Com um orçamento de cerca de US$ 120 milhões nos próximos cinco anos, esses centros buscam desenvolver soluções escaláveis para desafios locais, como diagnósticos médicos avançados e gestão eficiente de recursos agrícolas. Essa iniciativa faz parte da campanha “Make AI in India and Make AI Work for India”, que reflete a ambição do país de se tornar um líder global.
Além disso, a Índia está investindo em infraestrutura digital e capacitação de talentos, reconhecendo que uma força de trabalho qualificada é essencial para sustentar o crescimento no setor. Ao mesmo tempo, o governo indiano explora parcerias internacionais e modelos open-source para acelerar sua jornada.
Embora cada país tenha suas próprias prioridades, a colaboração internacional será crucial para definir os padrões éticos e regulatórios. Questões como soberania de dados, interoperabilidade e governança responsável exigem esforços conjuntos para garantir que os avanços beneficiem a sociedade como um todo.
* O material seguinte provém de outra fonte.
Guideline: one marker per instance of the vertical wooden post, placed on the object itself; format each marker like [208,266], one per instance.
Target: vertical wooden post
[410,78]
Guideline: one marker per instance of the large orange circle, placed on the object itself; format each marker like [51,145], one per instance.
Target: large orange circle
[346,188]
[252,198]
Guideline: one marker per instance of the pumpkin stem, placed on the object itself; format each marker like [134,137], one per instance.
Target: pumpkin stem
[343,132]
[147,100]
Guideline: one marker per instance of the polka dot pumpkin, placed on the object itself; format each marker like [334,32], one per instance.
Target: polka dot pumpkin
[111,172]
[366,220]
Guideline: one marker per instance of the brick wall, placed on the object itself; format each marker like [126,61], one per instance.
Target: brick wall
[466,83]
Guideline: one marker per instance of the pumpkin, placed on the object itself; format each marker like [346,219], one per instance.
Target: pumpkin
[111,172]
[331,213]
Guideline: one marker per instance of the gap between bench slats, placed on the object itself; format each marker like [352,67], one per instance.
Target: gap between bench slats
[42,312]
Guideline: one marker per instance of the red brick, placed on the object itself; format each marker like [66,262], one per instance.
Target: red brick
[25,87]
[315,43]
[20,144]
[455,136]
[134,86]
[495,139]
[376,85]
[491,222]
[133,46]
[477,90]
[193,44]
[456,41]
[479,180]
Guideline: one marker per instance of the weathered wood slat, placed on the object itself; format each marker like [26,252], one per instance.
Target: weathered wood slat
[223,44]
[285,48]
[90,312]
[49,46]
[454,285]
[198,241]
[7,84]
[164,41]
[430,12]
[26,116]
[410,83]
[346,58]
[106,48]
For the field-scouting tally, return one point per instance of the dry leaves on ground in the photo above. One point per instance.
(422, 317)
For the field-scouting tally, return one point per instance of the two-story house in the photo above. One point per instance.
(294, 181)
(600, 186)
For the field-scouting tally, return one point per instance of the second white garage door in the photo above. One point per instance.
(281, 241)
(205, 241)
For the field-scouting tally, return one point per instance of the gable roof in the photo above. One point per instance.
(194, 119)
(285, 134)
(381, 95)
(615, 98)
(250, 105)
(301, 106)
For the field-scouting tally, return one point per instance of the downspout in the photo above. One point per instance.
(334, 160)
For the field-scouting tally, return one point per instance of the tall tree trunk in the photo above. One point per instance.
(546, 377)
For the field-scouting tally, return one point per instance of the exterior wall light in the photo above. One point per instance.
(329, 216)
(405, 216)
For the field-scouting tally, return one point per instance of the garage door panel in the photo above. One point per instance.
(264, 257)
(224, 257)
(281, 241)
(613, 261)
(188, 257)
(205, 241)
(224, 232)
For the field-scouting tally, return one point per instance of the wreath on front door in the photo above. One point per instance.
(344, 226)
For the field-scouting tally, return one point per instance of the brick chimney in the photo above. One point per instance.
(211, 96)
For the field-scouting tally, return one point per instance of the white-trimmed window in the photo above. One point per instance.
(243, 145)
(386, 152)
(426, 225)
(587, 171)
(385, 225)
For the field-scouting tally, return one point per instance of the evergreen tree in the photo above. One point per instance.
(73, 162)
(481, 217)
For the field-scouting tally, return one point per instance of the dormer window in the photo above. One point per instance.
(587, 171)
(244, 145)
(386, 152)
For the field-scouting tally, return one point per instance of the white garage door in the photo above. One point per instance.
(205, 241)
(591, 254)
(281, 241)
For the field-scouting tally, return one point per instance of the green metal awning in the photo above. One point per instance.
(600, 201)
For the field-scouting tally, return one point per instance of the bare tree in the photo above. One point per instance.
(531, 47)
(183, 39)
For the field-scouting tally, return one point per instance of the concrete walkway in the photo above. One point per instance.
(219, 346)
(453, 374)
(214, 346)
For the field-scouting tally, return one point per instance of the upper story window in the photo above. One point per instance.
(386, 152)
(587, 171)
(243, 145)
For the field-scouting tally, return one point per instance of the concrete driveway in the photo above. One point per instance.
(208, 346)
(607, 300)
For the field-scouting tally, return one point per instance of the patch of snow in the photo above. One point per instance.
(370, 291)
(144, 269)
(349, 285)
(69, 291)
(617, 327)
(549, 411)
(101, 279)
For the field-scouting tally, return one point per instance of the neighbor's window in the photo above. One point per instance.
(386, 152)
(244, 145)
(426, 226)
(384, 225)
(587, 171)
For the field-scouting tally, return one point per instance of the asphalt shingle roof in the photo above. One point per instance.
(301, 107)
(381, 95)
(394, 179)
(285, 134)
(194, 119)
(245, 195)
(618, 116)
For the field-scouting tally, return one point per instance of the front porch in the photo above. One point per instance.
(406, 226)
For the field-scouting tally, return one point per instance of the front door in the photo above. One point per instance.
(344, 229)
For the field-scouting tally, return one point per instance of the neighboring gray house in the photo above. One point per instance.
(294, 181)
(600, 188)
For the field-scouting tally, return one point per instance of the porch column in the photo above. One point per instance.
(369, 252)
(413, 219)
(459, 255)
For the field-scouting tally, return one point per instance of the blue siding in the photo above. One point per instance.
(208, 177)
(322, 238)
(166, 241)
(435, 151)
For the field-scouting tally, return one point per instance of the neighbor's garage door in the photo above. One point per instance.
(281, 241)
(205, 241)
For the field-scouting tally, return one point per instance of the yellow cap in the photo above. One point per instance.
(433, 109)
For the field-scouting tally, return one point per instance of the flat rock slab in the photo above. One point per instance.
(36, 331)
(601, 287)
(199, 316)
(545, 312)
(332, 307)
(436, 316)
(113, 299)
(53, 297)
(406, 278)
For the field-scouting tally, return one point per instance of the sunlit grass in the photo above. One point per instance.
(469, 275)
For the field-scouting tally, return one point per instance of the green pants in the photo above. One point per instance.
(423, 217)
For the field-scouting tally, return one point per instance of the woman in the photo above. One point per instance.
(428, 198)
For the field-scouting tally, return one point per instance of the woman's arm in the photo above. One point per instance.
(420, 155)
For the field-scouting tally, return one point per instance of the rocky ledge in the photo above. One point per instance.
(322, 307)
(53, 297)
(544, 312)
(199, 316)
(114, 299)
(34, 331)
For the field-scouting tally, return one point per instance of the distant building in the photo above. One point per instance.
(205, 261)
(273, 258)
No entanto, a competição também levanta perguntas importantes para mercados emergentes, como o Brasil. Deveriam esses países alinhar-se a uma das potências líderes, aproveitar frameworks open-source ou construir suas próprias infraestruturas? Essas são decisões estratégicas que demandam a união de esforços entre governos, empresas e instituições acadêmicas.
Estamos testemunhando uma nova era de inovação, aonde a IA não apenas transforma indústrias, mas redefine a dinâmica geopolítica e a competitividade econômica global. Assim como a revolução da internet remodelou economias e sociedades, a corrida pela liderança em IA determinará quem estará na vanguarda da próxima onda de progresso global.
Os EUA apostam no poder do capital, a China na escalabilidade estratégica e a Índia na construção de uma base local. Qual dessas abordagens prevalecerá? Apenas o tempo dirá, mas uma coisa é certa: estamos apenas no começo dessa jornada transformadora e líderes empresariais, empreendedores, acadêmicos e membros do governo precisam se engajar e colaborar para definir suas estratégias.
*Avanish Sahai é veterano do Vale do Silício, membro dos conselhos do Brazil at Silicon Valley e do Commonwealth Club World Affairs e das startups de AI Birdie.ai e Flywl. Ocupou posições de liderança na Oracle, Salesforce, Servicenow e Google Cloud e também já foi membro dos conselhos de diversas empresas públicas e privadas.